Multiple Myeloma Is Commonly Divided Into Two Distinct Groups
01 Asymptomatic Or Smouldering Myeloma
Asymptomatic Or Smouldering Myeloma is when multiple myeloma is diagnosed early, with no symptoms, but with slow growing malignant plasma cells. If multiple myeloma is asymptomatic, a “watch and wait” approach is routinely taken.
02 Symptomatic Myeloma
Symptomatic Myeloma is when multiple myeloma is diagnosed and the individual is experiencing symptoms such as unusual weight loss, bone pain in the back or ribs, fractures in the spine, numb or weak feelings in the legs or arms, kidney damage, frequent infections, and anaemia which leads to fatigue. Usually when symptoms are present, treatment is started immediately.
What causes Multiple Myeloma?
There is no known cause for multiple myeloma, but with improved diagnosis and treatment methods, death from multiple myeloma has decreased dramatically since the 1980s. At this time, there is also no known cure for multiple myeloma, so the success of treatment varies widely for individuals. It is mostly dependent upon the biology of the disease, as well as a person’s health before treatment and how well they can tolerate a treatment.
Researchers are studying the details of multiple myeloma cells and other possible risk factors to learn more about what causes it and why. This will hopefully lead to better diagnostic and treatment methods in the future.
Most often, a person goes to the doctor for symptoms such as fatigue, weight loss, urinary problems, extreme thirst, infections, pain, or a broken bone. They have no idea that the problem is really blood cancer. Then a routine blood test or bone x-ray may alert a doctor to test further for multiple myeloma. When multiple myeloma has no symptoms, it is sometimes identified during a yearly physical.

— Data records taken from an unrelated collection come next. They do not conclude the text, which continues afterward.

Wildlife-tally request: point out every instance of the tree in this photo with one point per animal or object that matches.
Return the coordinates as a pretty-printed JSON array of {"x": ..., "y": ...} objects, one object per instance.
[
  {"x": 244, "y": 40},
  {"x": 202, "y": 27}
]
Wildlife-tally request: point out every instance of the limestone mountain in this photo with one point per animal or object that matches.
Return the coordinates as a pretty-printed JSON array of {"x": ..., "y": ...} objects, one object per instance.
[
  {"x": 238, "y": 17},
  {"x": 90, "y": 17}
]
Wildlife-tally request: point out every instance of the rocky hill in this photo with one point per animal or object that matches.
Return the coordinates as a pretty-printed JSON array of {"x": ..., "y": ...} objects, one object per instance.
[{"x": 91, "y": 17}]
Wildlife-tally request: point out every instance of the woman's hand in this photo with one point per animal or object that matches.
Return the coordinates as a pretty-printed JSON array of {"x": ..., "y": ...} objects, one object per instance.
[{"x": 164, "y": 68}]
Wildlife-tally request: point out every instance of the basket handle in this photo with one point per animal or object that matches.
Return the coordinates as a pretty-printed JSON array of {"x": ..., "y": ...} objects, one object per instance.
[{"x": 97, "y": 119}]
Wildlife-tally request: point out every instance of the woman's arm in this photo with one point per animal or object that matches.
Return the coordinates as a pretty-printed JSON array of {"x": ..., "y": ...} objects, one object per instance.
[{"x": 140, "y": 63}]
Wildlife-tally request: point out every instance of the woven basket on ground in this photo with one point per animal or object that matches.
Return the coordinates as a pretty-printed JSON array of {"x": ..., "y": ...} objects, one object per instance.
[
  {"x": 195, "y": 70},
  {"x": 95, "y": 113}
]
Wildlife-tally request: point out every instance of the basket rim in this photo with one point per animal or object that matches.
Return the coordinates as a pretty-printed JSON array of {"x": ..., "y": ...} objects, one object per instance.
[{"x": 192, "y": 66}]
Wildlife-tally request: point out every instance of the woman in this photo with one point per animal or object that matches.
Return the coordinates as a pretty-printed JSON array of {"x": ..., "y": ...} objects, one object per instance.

If multiple myeloma is diagnosed, the next step is to determine how far it has spread. This information may help direct treatment decisions. Multiple myeloma is not staged in the same way as other cancers. Your doctor may use one of two staging systems: the Durie Salmon Staging System or the International Staging System. These systems will help your doctor better understand your disease. Talk openly with your doctor and nurse to learn more about your disease because each person’s multiple myeloma diagnosis is different.
It is helpful to find an experienced haematologist - oncologist, a doctor who specializes in cancers of the blood and related tissues, including bone marrow to treat multiple myeloma. Ideally, you can work with someone who you can talk to and trust and who will accept your type of health insurance. You will work with this individual for a long period of time as they coordinate your care. There are several ways to find an expert in your area.
Ask your primary care doctor for a referral. Most primary care doctors know one or more haematologist - oncologists with expertise in treating multiple myeloma.
Ask your health insurance company for a list of haematologist - oncologists in your area, and ask your primary care doctor if he or she can recommend one from the list.
Search for haematologist - oncologists through the websites of professional organizations such as The American Society of Haematology, The American Society of Clinical Oncology, The Multiple Myeloma Research Consortium, or the National Cancer Institute.
Some people find it difficult to speak to their doctor about getting a second opinion. A second opinion is often recommended before starting treatment, and in some cases, insurance companies require this step prior to starting treatment. A doctor should be comfortable with this request and should assist you in seeking a second opinion.
It is always a good idea to interview a few doctors and collect a few opinions about how to treat your disease. Getting more than one opinion can provide you with additional information and options, access to a different medical facility and team, or access to a clinical trial. It may also give you confidence that you are already on the right track.